La misura è finanziata dal Fondo Sociale Europeo Plus nell’ambito del contrasto alle povertà educative e il sostegno alla conciliazione vita-lavoro.
Il contributo massimo è di 100 euro a settimana per ciascun figlio, fino a un totale complessivo di 300 euro. Il voucher copre il costo di frequenza (anche per settimane non consecutive e in centri diversi), senza superare la spesa effettivamente sostenuta. È compatibile con altri contributi pubblici o privati, purché non si superi il costo totale del servizio.
Per accedere al contributo è necessario essere residenti nel Comune di Forlimpopoli, avere figli nelle fasce di età previste, appartenere a nuclei familiari con genitori occupati (o in specifiche condizioni previste dal bando), possedere un ISEE minorenni fino a 26mila euro (non richiesto per minori con disabilità). Le domande devono essere presentate esclusivamente online dal 27 aprile al 18 maggio 2026, attraverso la piattaforma dedicata: https://forlimpopoli.ecivis.it/login.
Al termine della raccolta delle domande verrà stilata una graduatoria fino ad esaurimento delle risorse disponibili, con priorità assoluta per i minori con disabilità e, a seguire, in base all’ISEE. La graduatoria sarà pubblicata sul sito del Comune. Il contributo sarà erogato direttamente ai gestori dei centri estivi sotto forma di sconto sulla retta; in caso di assegnazione successiva, potrà essere liquidato direttamente alle famiglie.
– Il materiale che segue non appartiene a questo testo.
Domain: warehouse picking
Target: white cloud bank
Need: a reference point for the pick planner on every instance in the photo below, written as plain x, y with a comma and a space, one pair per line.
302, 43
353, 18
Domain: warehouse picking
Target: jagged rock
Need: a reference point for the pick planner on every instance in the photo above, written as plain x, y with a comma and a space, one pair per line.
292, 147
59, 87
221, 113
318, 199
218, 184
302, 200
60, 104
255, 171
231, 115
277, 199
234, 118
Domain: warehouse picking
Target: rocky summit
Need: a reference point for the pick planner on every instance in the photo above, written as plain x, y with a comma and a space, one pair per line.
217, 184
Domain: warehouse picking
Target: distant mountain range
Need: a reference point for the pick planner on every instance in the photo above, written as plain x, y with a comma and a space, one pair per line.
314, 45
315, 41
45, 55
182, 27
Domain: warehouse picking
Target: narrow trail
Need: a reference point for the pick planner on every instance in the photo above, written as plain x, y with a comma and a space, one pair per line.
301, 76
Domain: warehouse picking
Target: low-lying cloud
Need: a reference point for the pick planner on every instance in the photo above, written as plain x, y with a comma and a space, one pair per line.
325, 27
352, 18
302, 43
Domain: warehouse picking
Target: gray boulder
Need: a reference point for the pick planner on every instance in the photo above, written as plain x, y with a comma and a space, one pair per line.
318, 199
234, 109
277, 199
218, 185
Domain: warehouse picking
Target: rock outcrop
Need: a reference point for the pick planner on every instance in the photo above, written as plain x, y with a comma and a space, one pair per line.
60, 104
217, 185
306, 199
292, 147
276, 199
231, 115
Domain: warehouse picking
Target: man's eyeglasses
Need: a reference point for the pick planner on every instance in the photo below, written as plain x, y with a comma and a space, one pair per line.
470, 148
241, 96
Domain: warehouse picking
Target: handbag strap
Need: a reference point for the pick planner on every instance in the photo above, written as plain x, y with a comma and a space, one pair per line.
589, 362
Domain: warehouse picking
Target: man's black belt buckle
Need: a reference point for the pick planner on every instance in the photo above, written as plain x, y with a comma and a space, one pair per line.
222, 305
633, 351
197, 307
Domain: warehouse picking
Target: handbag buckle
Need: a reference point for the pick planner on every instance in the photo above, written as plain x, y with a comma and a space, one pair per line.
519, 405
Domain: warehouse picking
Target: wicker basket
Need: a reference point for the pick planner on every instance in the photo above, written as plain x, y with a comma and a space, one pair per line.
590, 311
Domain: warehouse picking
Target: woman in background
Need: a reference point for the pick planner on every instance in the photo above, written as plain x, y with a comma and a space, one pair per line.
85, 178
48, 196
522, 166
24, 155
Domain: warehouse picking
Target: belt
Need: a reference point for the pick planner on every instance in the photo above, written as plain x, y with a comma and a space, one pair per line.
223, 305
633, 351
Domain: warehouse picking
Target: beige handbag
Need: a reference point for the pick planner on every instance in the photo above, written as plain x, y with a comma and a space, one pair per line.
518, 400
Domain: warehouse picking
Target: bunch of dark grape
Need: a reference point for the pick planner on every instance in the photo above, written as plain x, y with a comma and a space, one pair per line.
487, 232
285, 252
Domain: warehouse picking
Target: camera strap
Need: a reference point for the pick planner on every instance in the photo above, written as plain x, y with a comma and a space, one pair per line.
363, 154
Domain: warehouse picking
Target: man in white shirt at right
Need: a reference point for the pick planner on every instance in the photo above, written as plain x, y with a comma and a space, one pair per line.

“Anche quest’anno il Comune di Forlimpopoli sceglie di sostenere concretamente le famiglie, facilitando l’accesso ai centri estivi e promuovendo opportunità educative di qualità per bambini e ragazzi – dichiara l’assessora alle Politiche educative Carlotta Artusi -. Si tratta di una misura che punta, come nelle intenzioni del bando, migliorare il benessere dei più giovani, aiutando le famiglie a conciliare i tempi di vita e di lavoro, soprattutto nei mesi estivi. Invitiamo tutte le famiglie interessate a presentare domanda a informarsi sui canale di Comune e presso l’Ufficio Servizi Sociali e Scuola”.